Appréciation abstraite. En se cantonnant à une appréciation abstraite de la différence de situation des couples, la Cour européenne des droits de l'Homme se démarque de l'analyse de la Cour de justice de l'Union européenne qui, dans son arrêt "Maruko" du 2 avril 2008 (7), énonce "qu'il est requis non pas que les situations soient identiques mais seulement qu'elles soient comparables, et, d'autre part que l'examen de ce caractère comparable doit être effectué non pas de manière globale et abstraite, mais de manière spécifique et concrète au regard de la prestation concernée". La Cour européenne aurait dû préciser, le cas échéant, quelle obligation découlant du statut d'époux ou de partenaire enregistré, notamment l'obligation d'assistance, que n'impliquait pas le statut de concubin, pouvait justifier la dispense de témoigner.
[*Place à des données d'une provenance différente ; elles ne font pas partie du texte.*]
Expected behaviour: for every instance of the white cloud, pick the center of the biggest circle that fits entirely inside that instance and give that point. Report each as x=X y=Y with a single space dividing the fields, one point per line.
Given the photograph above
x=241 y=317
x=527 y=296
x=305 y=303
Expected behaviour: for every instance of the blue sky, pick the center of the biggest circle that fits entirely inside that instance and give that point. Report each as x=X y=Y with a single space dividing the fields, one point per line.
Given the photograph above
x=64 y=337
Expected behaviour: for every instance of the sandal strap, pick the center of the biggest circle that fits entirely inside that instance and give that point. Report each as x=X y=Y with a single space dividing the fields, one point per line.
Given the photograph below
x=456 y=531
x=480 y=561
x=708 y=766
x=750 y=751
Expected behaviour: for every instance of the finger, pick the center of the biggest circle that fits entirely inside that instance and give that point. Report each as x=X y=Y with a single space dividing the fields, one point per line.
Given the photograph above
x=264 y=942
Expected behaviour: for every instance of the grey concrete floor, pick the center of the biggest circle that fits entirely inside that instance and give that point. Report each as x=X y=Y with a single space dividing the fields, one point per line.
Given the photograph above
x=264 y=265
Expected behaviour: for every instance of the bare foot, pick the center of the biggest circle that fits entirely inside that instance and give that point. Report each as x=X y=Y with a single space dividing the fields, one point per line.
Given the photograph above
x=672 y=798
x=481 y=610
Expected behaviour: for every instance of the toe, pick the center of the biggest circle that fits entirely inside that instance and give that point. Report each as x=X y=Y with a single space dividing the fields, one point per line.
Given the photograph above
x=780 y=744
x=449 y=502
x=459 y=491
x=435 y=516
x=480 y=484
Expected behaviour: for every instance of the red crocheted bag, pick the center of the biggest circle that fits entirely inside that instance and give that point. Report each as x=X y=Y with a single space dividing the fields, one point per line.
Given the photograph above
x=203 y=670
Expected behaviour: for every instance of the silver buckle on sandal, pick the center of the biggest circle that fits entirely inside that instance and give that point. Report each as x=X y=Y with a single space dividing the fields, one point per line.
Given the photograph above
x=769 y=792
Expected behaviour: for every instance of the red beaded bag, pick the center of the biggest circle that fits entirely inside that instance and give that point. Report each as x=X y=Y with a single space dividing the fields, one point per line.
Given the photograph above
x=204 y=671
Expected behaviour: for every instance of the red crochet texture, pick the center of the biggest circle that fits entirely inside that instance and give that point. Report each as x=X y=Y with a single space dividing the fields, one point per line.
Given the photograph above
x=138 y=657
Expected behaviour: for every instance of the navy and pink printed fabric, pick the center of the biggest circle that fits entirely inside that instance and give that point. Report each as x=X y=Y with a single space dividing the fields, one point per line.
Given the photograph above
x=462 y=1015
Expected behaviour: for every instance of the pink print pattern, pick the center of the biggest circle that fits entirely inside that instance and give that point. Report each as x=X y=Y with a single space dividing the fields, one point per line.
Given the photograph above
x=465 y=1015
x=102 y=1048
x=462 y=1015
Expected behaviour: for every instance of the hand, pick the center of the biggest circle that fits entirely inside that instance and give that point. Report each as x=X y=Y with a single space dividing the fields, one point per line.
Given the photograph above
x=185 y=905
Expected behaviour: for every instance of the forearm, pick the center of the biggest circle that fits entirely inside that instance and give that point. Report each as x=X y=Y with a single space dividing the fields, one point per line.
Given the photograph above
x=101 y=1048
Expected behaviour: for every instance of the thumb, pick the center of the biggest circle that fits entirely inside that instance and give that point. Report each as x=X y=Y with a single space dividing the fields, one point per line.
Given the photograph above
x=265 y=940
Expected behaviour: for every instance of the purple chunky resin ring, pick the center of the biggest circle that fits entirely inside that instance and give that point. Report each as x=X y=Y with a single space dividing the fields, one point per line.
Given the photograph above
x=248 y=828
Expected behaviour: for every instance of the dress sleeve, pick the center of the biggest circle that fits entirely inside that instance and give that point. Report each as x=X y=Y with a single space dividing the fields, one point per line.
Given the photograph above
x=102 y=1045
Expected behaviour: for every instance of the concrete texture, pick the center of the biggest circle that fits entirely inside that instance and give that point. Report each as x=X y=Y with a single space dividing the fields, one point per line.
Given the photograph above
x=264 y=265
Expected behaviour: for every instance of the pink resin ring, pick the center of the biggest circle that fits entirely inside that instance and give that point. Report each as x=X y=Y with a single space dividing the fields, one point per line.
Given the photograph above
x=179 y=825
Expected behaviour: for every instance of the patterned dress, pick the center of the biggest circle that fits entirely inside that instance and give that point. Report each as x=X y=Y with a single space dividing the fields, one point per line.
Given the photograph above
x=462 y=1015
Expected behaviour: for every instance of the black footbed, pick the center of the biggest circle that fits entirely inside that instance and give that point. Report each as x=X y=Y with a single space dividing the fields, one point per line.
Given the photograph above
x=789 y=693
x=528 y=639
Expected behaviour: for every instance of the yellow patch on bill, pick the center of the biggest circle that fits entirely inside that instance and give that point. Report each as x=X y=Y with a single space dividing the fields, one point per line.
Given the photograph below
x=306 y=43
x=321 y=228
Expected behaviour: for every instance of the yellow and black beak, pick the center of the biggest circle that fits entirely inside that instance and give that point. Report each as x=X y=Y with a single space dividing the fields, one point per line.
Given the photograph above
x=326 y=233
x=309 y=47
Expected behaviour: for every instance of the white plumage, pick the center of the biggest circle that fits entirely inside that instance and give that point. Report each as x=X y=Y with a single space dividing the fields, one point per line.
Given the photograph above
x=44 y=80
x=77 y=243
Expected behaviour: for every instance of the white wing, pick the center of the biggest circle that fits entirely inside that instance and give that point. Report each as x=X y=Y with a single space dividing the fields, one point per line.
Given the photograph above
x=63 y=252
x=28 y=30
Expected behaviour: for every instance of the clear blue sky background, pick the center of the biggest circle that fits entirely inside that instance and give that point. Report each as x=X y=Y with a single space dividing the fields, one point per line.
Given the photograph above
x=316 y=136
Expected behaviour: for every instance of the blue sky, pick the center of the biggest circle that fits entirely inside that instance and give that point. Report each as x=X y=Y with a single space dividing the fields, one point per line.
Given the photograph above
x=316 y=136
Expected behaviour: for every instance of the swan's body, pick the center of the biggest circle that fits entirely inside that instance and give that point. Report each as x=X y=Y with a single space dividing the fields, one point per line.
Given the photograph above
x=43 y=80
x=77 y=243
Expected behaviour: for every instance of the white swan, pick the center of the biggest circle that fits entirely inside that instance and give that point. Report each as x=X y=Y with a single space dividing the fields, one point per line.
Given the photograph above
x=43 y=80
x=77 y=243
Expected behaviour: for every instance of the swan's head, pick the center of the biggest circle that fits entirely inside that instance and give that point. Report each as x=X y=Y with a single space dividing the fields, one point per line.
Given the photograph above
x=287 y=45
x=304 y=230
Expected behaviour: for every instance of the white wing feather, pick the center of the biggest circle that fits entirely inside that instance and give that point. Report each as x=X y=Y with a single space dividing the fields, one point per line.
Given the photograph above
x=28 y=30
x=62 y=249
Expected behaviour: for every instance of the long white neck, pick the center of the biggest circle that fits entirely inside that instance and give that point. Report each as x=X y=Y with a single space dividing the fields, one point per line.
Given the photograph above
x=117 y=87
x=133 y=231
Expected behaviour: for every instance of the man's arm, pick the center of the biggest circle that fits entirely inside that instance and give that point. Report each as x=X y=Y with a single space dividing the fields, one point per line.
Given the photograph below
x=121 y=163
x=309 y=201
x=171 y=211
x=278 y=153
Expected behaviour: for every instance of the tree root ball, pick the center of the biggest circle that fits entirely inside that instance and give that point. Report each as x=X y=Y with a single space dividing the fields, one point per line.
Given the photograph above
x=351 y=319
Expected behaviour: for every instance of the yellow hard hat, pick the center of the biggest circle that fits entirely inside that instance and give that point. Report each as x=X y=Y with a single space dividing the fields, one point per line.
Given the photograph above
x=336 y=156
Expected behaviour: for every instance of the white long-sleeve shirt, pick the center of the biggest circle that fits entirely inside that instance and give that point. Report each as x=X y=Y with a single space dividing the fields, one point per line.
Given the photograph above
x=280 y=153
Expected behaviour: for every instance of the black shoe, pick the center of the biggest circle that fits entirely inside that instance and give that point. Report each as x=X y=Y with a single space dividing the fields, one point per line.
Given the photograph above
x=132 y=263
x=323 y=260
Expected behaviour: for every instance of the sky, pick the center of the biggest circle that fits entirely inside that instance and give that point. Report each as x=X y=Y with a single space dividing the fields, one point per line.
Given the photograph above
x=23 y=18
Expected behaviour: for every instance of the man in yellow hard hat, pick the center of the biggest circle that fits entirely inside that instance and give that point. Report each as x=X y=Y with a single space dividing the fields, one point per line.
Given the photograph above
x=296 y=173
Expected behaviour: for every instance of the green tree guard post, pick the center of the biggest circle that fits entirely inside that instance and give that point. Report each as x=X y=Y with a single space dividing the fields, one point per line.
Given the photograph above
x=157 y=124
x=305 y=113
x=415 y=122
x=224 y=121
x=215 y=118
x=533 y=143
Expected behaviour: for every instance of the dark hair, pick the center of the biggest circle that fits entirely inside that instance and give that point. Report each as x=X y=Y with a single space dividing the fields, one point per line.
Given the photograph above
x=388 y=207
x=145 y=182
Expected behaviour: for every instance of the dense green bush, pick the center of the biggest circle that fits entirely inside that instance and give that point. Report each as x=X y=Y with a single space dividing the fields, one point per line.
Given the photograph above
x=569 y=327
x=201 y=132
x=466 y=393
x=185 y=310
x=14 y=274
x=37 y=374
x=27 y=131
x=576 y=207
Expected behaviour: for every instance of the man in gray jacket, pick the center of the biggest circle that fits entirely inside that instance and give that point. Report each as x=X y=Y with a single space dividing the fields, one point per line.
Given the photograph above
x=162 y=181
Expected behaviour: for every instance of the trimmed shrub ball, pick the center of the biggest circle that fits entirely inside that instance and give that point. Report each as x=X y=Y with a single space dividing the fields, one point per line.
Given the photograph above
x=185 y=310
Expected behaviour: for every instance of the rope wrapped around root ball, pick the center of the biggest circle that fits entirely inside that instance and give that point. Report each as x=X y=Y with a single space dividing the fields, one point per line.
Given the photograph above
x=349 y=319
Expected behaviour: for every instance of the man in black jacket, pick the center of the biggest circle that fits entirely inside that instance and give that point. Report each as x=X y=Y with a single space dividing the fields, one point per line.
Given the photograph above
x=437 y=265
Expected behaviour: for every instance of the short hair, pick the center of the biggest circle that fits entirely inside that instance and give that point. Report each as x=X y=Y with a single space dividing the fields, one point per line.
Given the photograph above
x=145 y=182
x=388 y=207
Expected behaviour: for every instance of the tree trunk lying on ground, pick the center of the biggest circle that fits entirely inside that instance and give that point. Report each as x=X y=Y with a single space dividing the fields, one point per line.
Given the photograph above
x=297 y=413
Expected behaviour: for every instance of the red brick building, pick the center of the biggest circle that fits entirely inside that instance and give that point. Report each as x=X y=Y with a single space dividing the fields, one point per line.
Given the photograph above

Lourdeur de la sanction. La disproportion de l'atteinte à la vie familiale est d'autant plus évidente, que la sanction effectivement infligée à la requérante est lourde. En conséquence de son refus d'obtempérer à l'obligation de témoigner, celle-ci s'est en effet vue infliger une détention de treize jours, alors même qu'elle était mère de deux jeunes enfants dont le père était incarcéré. Toutefois, la Cour européenne, décidemment particulièrement légaliste dans cette affaire, affirme que, si toute mesure impliquant la détention d'une personne présente une gravité certaine, dans les circonstances de l'espèce la mesure était justifiée par le non-respect d'un ordre de la justice et qu'elle était entourée de garanties suffisantes, notamment en termes de recours. Elle en conclut, donc, que la privation de liberté infligée à la requérante n'a pas emporté une atteinte disproportionnée aux droits que celle-ci tient de l'article 8 de la convention. Cette conclusion n'emporte pas vraiment la conviction. Comme l'affirme l'un des juges de la Cour, auteur d'une opinion concordante, "ce qui est toutefois plus difficile à admettre, c'est que si Mme H. n'est pas fondée à réclamer le privilège de ne pas porter témoignage, quand même le suspect est son compagnon de longue date et le père de ses enfants, elle ait pu être emprisonnée pour la forcer à remplir son obligation".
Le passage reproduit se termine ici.